Loss is not changing at all

I Have implemented an Autoencoder that takes in a Tweet and the Target, concatenates the final hidden state after passing them through encoder, and reconstructs as well as classifies them into 3 classes.
But the loss is not changing at all and is constant at 17.226, pls help?
EDIT : so the loss is changing but it’s fluctuating betwen 17.223 - 17.235 and that too very, slowly. what can i do to solve/find the problem?
src1 = trg1 = tweet
src2 = trg2 = target

 class Seq2Seq(nn.Module):
    def __init__(self,encoder,decoder, device):
        self.decoder = decoder 
        self.encoder = encoder  
        self.device = device
        hid_dim1 = encoder.hid_dim
        hid_dim2 = decoder.hid_dim
        self.linear = nn.Linear(hid_dim1*2, hid_dim2)
        self.out = nn.Linear(hid_dim2,3)
    def forward(self,src1,trg1,src2,trg2,teacher_forcing_ratio = 0.5):
        batch_size = trg1.shape[1]
        max_len = trg1.shape[0]
        target_voc_size = self.decoder.output_dim 
        outputs = torch.zeros(max_len, batch_size, target_voc_size).to(self.device)
        context1 = self.encoder(src1)
        hidden1 = context1 
        input = trg1[0,:]
        max_len2 = trg2.shape[0]
        outputs2 = torch.zeros(max_len2,batch_size,target_voc_size).to(self.device)
        context2 = self.encoder(src2)
        hidden2 = context2
        temp = torch.cat((hidden1,hidden2), dim = 2)
        hidden = self.linear(temp)
        context = hidden
        for t in range(1,max_len):
            output, hidden = self.decoder(input, hidden, context)
            outputs[t] = output
            teacher_force = random.random() < teacher_forcing_ratio
            top1 = output.max(1)[1]
            input = (trg1[t] if teacher_force else top1)
        input2 = trg2[0,:]
        for t in range(1, max_len2):
            output, hidden = self.decoder(input2, hidden, context)
            outputs2[t] = output 
            teacher_force = random.random() < teacher_forcing_ratio
            input2 = output.max(1)[1]
        out = F.relu(self.out(context))
        return outputs, outputs2, out

and i am implementing the criterion as

criterion = nn.CrossEntropyLoss(ignore_index=pad_idx)
criterion2 = nn.BCEWithLogitsLoss()

while I am implementing the loss as follows -

lossA = criterion(output1[1:].view(-1, output1.shape[2]), trg[1:].view(-1))
lossB = criterion(output2[1:].view(-1, output2.shape[2]), trg2[1:].view(-1))
lossC = criterion2(y,output3)
loss = lossA + lossB + lossC

Where could be the problem?

Unless you didn’t paste all the code, I’m not seeing an optimizer.step() there. You calculate the gradients using loss.backward(), but maybe you are not updating the parameters.

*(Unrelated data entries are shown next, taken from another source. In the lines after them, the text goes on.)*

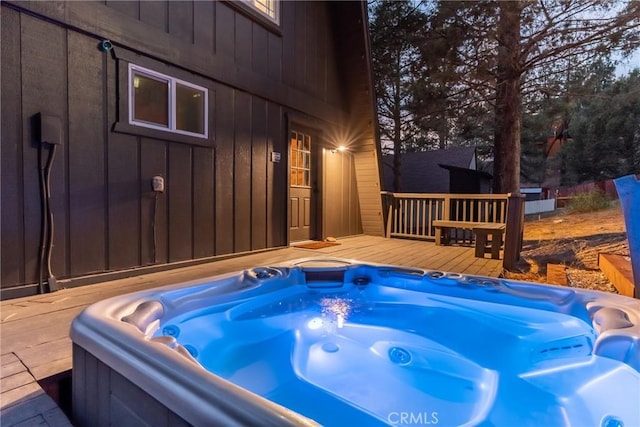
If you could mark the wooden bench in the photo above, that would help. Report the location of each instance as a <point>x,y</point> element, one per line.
<point>481,230</point>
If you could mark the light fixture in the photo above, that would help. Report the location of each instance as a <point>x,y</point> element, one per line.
<point>340,148</point>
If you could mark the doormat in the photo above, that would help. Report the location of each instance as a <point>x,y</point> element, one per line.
<point>316,245</point>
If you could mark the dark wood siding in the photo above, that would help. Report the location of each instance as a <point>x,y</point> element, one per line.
<point>242,173</point>
<point>87,239</point>
<point>12,255</point>
<point>223,196</point>
<point>225,119</point>
<point>42,46</point>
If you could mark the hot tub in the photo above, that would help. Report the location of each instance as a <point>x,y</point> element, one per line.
<point>339,342</point>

There is optimizer.step() i just didn’t post it here. so thats not the issue. Thanks for replying.

There is a similar issue here. A lot of stuff might be happening.

  1. Are you sure your labels are correct?
  2. Did you try other learning rates? smaller? bigger?
  3. Did you try other architectures? You might be suffering from under-fitting.
  4. Did you try other losses?
  5. Did you normalize your training data?

I removed Relu (dont have a clear Idea as to why, maybe something related to positive and negative outputs) and somehow the overall loss is decreasing now, but the Accuracy for the classifier (Fscore) decreased a little bit then became constant.